My husband Bobby Angel (Cardinal Jean-Marie Lustiger Fellow of Parish Life at Word on Fire Institute) and I have been very late to the party in watching The Chosen series on the life of Jesus and his followers, but we’ve been enjoying it immensely. There have been quite a few times in the series when actor Jonathan Roumie portrays the loving gaze of Christ profoundly, but one such moment triggered in me a flood of memories, taking me back nineteen years to my own conversion when I first experienced that gaze—what I call the “healing gaze of love.”

Anyone who has experienced a conversion of mercy knows it. It’s the gaze that makes you fall flat on your face and lets the floodgates of tears and snot open wide.
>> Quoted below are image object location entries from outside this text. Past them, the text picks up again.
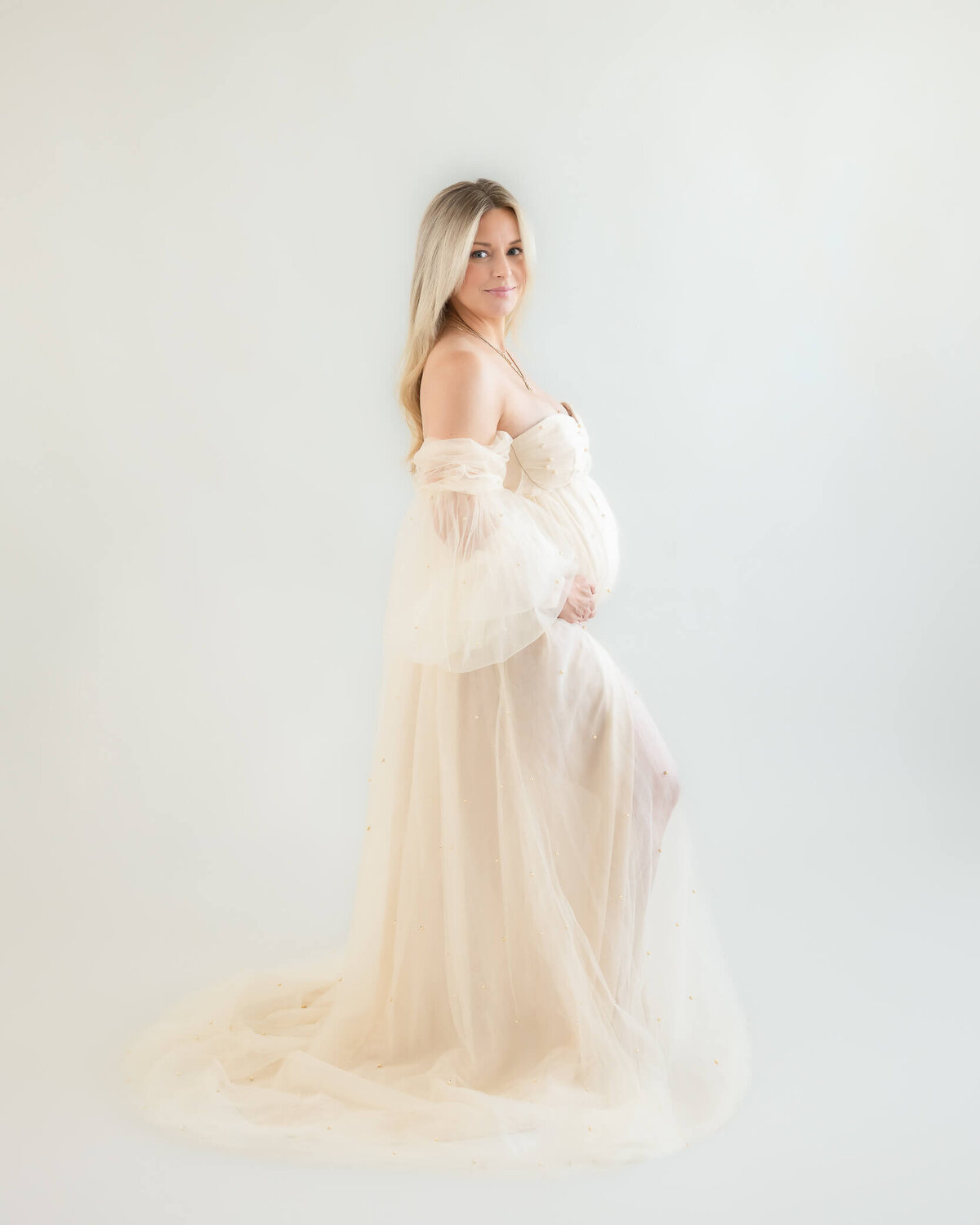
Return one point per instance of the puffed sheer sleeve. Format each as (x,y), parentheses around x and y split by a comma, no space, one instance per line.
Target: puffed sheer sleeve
(475,575)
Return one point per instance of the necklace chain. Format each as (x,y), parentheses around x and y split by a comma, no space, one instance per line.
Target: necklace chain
(505,354)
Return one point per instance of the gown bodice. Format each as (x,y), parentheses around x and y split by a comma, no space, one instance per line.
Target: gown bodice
(550,463)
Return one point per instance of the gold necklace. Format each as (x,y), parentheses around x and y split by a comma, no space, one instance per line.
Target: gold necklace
(504,354)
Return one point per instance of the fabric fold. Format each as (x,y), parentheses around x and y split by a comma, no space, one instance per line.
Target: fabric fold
(477,576)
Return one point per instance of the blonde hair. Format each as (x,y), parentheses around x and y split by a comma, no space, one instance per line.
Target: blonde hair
(446,235)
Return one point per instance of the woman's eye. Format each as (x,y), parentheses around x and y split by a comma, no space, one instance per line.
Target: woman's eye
(519,252)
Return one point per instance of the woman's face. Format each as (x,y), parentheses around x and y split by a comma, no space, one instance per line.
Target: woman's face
(495,272)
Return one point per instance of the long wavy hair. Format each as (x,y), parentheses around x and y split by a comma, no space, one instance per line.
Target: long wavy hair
(446,235)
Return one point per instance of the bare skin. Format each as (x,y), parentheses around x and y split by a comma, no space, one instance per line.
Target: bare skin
(470,391)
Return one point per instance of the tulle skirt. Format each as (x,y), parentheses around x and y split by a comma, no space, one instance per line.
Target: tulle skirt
(532,978)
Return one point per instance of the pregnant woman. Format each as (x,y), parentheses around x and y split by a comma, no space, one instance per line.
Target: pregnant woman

It’s the gaze where one experiences (either for the first time or in a moment of renewal) an overwhelming experience of God’s unconditional love and mercy, causing the cry of the heart to be united with that of the Psalmist: 

When I look at thy heavens, the work of thy fingers,
the moon and the stars which thou hast established;
what is man that thou art mindful of him,
and the son of man that thou dost care for him? (Ps. 8:3-4)

Or, reframed for our modern ear, consider this chorus from one of the rock band NEEDTOBREATHE’s latest songs that aches with awe and humility: “Who am I to be loved by you?!”
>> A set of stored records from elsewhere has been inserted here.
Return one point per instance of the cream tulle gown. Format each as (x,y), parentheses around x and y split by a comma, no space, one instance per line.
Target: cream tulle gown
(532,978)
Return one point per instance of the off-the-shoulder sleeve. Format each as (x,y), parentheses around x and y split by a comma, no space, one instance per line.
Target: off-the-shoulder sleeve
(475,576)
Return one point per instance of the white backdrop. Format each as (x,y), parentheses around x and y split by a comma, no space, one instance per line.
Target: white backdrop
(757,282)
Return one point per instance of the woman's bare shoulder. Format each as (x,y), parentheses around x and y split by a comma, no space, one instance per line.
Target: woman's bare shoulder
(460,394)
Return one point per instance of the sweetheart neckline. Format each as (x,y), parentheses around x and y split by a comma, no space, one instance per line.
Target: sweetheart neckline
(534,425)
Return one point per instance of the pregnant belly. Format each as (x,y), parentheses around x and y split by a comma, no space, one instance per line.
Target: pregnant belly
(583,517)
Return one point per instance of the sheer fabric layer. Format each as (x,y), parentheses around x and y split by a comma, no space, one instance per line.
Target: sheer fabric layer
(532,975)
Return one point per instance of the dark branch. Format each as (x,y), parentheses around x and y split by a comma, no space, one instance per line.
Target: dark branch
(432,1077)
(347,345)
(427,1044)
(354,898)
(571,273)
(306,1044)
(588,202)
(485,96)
As seen with the biblical characters in The Chosen, that healing gaze of love changes everything, as it did in my life as well. Not only does it bring the “peace of God that surpasses all understanding” (Phil. 4:7), but to borrow from words attributed to Fr. Pedro Arrupe, SJ, this love “will decide what will get you out of the bed in the morning, what you will do with your evenings, how you will spend your weekends, what you read, who you know, what breaks your heart, and what amazes you with joy and gratitude.” Because of that gaze, I (and many before me) have accepted the invitation to “Come, follow [Him],” and our lives have never been the same.
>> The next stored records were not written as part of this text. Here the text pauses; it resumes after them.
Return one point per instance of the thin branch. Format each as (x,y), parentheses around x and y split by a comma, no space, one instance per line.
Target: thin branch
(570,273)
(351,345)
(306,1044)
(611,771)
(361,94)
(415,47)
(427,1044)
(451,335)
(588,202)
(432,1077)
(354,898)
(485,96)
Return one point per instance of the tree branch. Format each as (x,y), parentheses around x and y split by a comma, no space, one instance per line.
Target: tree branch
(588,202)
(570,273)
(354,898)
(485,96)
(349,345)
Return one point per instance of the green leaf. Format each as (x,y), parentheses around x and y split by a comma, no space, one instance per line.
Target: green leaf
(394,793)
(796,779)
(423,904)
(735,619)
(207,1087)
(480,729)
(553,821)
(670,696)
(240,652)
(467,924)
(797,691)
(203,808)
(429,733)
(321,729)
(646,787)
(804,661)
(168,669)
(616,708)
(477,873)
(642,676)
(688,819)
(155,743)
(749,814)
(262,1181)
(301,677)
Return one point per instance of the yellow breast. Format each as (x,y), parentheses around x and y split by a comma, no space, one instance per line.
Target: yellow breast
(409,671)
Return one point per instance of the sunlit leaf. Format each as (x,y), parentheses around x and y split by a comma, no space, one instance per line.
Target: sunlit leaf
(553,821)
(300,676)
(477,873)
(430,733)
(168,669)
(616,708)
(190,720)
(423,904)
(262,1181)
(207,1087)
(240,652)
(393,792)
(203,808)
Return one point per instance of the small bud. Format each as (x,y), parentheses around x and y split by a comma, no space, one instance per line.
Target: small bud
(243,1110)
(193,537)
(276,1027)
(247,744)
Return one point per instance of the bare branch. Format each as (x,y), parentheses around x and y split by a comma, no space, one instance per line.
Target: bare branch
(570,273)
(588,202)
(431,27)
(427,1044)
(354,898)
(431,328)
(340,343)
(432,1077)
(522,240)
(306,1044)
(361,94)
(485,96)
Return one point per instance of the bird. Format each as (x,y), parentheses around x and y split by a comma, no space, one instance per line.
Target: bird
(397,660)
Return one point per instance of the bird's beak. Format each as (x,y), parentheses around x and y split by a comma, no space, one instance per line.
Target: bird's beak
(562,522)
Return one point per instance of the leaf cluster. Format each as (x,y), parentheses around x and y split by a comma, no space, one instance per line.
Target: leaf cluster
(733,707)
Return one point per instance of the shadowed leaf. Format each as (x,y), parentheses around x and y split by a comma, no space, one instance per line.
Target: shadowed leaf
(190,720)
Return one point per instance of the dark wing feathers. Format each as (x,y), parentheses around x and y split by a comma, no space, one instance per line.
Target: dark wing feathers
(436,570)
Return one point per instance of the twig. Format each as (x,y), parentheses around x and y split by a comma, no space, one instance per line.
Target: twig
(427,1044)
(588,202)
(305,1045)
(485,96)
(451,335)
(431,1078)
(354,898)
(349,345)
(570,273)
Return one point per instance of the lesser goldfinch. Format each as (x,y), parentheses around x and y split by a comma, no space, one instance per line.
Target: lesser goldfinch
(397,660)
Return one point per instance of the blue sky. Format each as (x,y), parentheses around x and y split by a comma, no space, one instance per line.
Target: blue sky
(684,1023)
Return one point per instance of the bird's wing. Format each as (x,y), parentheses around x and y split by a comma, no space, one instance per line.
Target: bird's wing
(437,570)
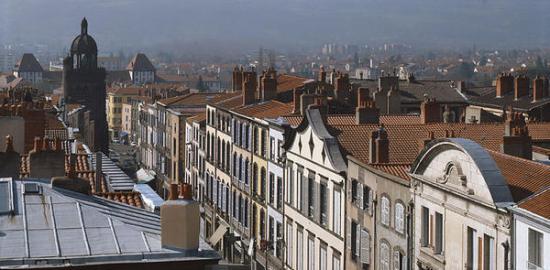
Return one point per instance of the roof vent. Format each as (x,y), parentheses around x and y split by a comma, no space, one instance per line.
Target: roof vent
(31,188)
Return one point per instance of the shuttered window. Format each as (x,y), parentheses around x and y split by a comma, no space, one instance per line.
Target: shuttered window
(365,247)
(384,256)
(336,215)
(385,209)
(399,218)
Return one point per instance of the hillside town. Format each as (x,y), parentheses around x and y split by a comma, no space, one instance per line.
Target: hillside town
(350,159)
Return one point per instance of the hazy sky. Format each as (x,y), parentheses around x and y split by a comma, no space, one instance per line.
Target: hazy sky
(281,23)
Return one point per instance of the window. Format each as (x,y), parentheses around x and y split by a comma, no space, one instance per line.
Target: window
(535,249)
(438,233)
(323,257)
(399,218)
(366,197)
(336,211)
(384,256)
(399,261)
(311,252)
(323,201)
(289,243)
(424,234)
(336,261)
(488,253)
(279,192)
(385,209)
(299,250)
(271,188)
(471,249)
(365,247)
(310,195)
(353,190)
(354,240)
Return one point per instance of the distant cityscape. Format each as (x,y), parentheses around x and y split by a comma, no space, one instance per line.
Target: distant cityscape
(346,156)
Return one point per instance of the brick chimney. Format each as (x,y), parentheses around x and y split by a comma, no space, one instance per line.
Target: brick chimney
(430,111)
(505,84)
(269,85)
(322,74)
(366,111)
(423,142)
(296,96)
(521,86)
(379,146)
(249,87)
(516,140)
(342,87)
(237,79)
(540,88)
(180,223)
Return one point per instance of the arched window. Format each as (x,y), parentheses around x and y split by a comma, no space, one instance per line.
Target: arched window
(263,176)
(385,210)
(240,173)
(255,178)
(399,217)
(384,256)
(246,166)
(235,165)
As human beings, our first encounter with that “healing gaze of love” is from our parents. As St. John Paul II said in Familiaris Consortio, the unconditional love of our parents is “the visible sign of the very love of God.” Although a newborn baby cannot remember the events of his or her first years of life, they absolutely know the security of being loved and gazed at as being good for their own sake—just for their mere existence. And as a toddler begins the phases of immense meltdowns (trust me, my kids go through those stages too), the look of love from the parent when all has calmed down lets the child know that he or she is still loved, even when emotions run amok and get the best of them (because it happens to us as adults too). 

Maybe some of us have encountered Christ through that healing gaze of love from a friend or mentor who called us out, reminded us of our worth, or inspired us to something more, something greater than the mediocre or sinful life we were living. Or maybe some of us received that healing gaze of love from our spouse, who gazed at us with unconditional love and prompted us to think, “Me? Are you sure? You actually love me even though you know the worst parts of me?”

St. John writes that “we love, because [God] first loved us” (1 John 4:19), which causes me to think that we can only love others to the extent that we have allowed God to love us. You’ve probably heard the saying “Hurt people hurt people and healed people heal people,” so as disciples of Jesus called to evangelize and heal the Body of Christ (John 17) with the saving love of God, it is of utmost importance that we allow God’s healing gaze to transform our lives, make us new creations, soften our hardened hearts, and propel us to make a gift of self to those around us, even if that involves just a simple smile to those whom we see in passing. As St. (Mother) Teresa of Kolkata would say, “Let us always meet each other with smile, for the smile is the beginning of love.”

We cannot give what we do not have, though. We cannot help heal the Mystical Body of Christ if we don’t allow God to heal us. We cannot love ourselves or others properly if we don’t allow God to love us. And for those who are parents, if we are to show our children God’s love, we must allow ourselves to rest in God’s healing gaze and remember that we are secure in His love, “for thou alone, O Lord, makest me dwell in safety” (Ps. 4:8).

There is a profound quote that expresses this point, which is usually attributed to St. Teresa of Avila:

Christ has no body now, but yours. No hands, no feet on earth, but yours. Yours are the eyes through which Christ looks compassion into the world. Yours are the feet with which he walks to do good. Yours are the hands through which he blesses all the world. Yours are the hands, yours are the feet, yours are the eyes, you are his body. Christ has no body now on earth but yours.

Watching The Chosen may have reminded me about the first time I experienced the healing gaze of Christ nineteen years ago, but more importantly, it reminded me, inspired me, and encouraged me to always be the healing gaze for my children, my husband, and every person I meet, so they too can encounter God’s unconditional, healing love through me.